**I. Data Structures**

* **Series:** A one-dimensional array-like structure holding data of any type. Think of it like a column in a spreadsheet.
* **DataFrame:** A two-dimensional tabular structure with labeled rows and columns. This is what you'll use most often, as it resembles an Excel sheet or a database table.

**II. Essential Commands**

1. **Importing Data**
   * `pd.read_csv()` Read CSV files.
   * `pd.read_excel()` Read Excel files.
   * `pd.read_json()` Read JSON data.

2. **Exploring Data**
   * `df.head()` View the first few rows.
   * `df.tail()` View the last few rows.
   * `df.info()` Get summary information (data types, non-null counts, etc.).
   * `df.describe()` Generate descriptive statistics.
   * `df.shape`  Get the dimensions of the DataFrame (rows, columns).

3. **Selecting Data**
   * `df['column_name']` Select a column by its name.
   * `df.loc[row_index]` Select rows by label/index.
   * `df.iloc[row_position]` Select rows by position.
   * `df[df['column_name'] > value]` Conditional selection.  

4. **Data Manipulation**
   * `df.sort_values()` Sort by the values of one or more columns.
   * `df.groupby()` Group data and perform aggregations. 
   * `df.drop_duplicates()` Remove duplicate rows.
   * `df.dropna()` Drop rows or columns with missing values.
   * `df.fillna()` Fill missing values.

**III. Concepts to Master**

* **Indexing and Slicing:** How to access and manipulate specific parts of your DataFrames using various techniques.
* **Boolean Indexing:** Using conditions to filter and select data.
* **Merging & Joining:** Combining DataFrames based on common keys.
* **Aggregation:** Calculating summary statistics using functions like `sum`, `mean`, `count`.
* **Handling Missing Data:**  Understanding different techniques for dealing with missing values.
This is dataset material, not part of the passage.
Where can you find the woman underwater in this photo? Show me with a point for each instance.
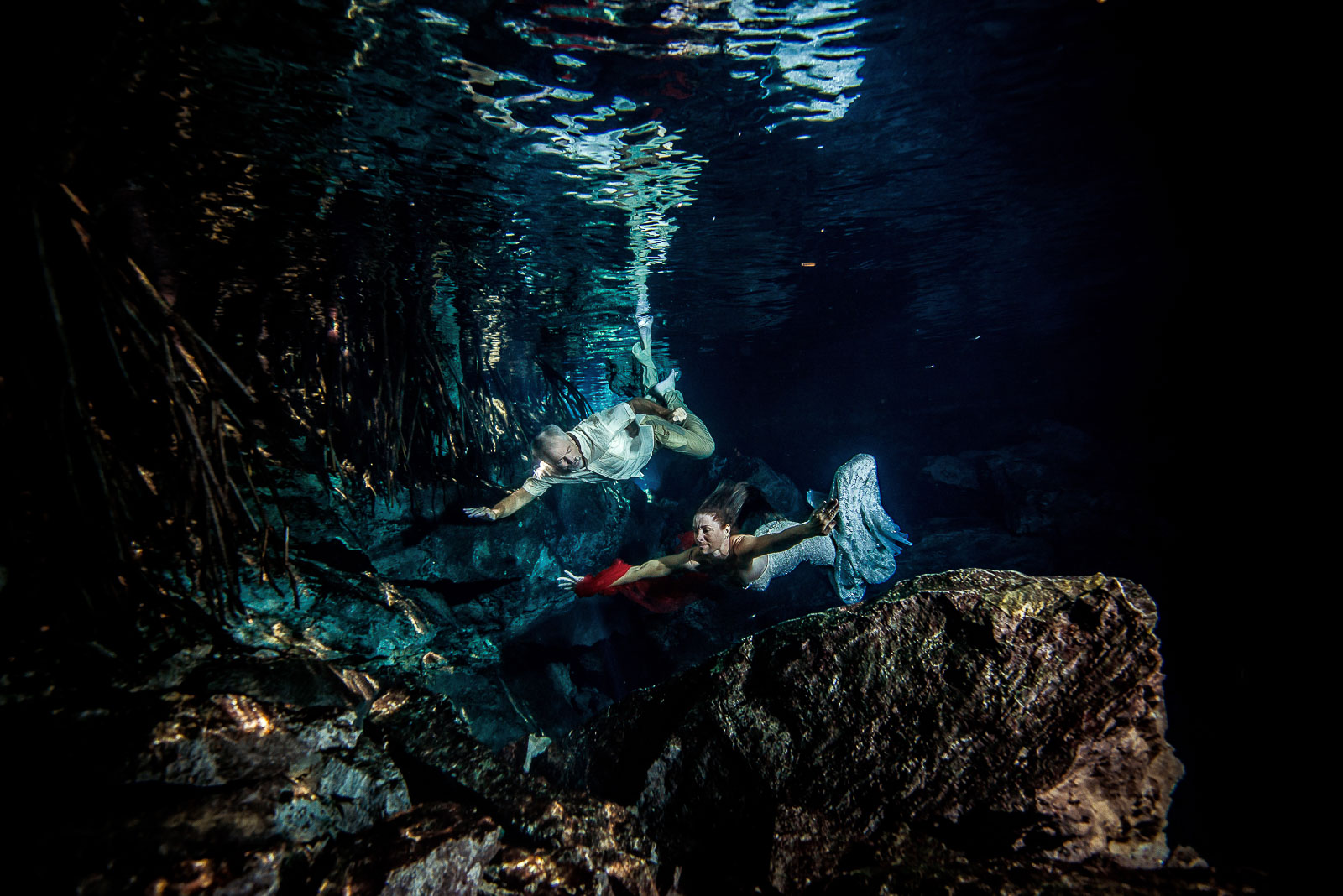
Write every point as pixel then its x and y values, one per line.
pixel 849 533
**IV. Additional Areas to Explore (As you advance)**

* **Method Chaining:** Streamlining operations by chaining commands together.
* **Vectorized Operations:** Applying operations element-wise for efficiency.
* **Time Series Analysis:** Working with date and time data, resampling, etc.
* **Plotting with Matplotlib:** Basic visualization integrated with pandas.

**How to Practice**

* **Find datasets:**  Kaggle ([https://www.kaggle.com/datasets](https://www.kaggle.com/datasets)) is a great resource.
* **Work on projects:** Come up with analysis questions to answer, even with small datasets.
* **Official pandas documentation:** It's excellent!  ([https://pandas.pydata.org/docs/](https://pandas.pydata.org/docs/))



In [None]:
import re

# Sample data with spaces
data = [
    "+233 54 275 1515",
    "+233  79  88  77  55",
    "+1 (234) 567 88 99",  # Include a US number for variation
]

# Function to remove spaces and special characters from phone numbers
def clean_phone_number(number):
  """
  This function removes spaces and special characters from a phone number.

  Args:
      number: The phone number string to clean.

  Returns:
      The cleaned phone number string without spaces or special characters.
  """
  return re.sub(r"[^\d+]", "", number)

# Clean phone numbers in the list
cleaned_data = [clean_phone_number(number) for number in data]

# Print the cleaned data
print(cleaned_data)



**1. Import the Libraries:**

```python
import pandas as pd
import re
```

**2. Define the Function:**

```python
def clean_phone_number(number):
  """
  This function removes spaces and special characters from a phone number.

  Args:
      number: The phone number string to clean.

  Returns:
      The cleaned phone number string without spaces or special characters.
  """
  return re.sub(r"[^\d+]", "", number)
```

**3. Create a Sample DataFrame:**

```python
data = {
    'phone_number': ['+233 54 275 1515', '+233 20 123 4567', '+1 (555) 123-4567']
}
df = pd.DataFrame(data)
```

**4. Apply the Function:**

```python
df['cleaned_phone_number'] = df['phone_number'].apply(clean_phone_number)
```

**Explanation:**

* `df['cleaned_phone_number'] = ...` : This creates a new column in the DataFrame called 'cleaned_phone_number'.
* `df['phone_number'].apply(clean_phone_number)` :  The `apply` method takes the `clean_phone_number` function and applies it to each element in the 'phone_number' column, cleaning the data.

**Result:**

The DataFrame `df` will now have an additional column 'cleaned_phone_number' containing the cleaned phone numbers:

```
            phone_number  cleaned_phone_number
0  +233 54 275 1515         +233542751515
1  +233 20 123 4567         +233201234567
2  +1 (555) 123-4567         +15551234567 
```

**Important Note:** If your phone number data is initially stored as integers, you might need to convert them to strings before applying `clean_phone_number`. You can do this using `df['phone_number'] = df['phone_number'].astype(str)`.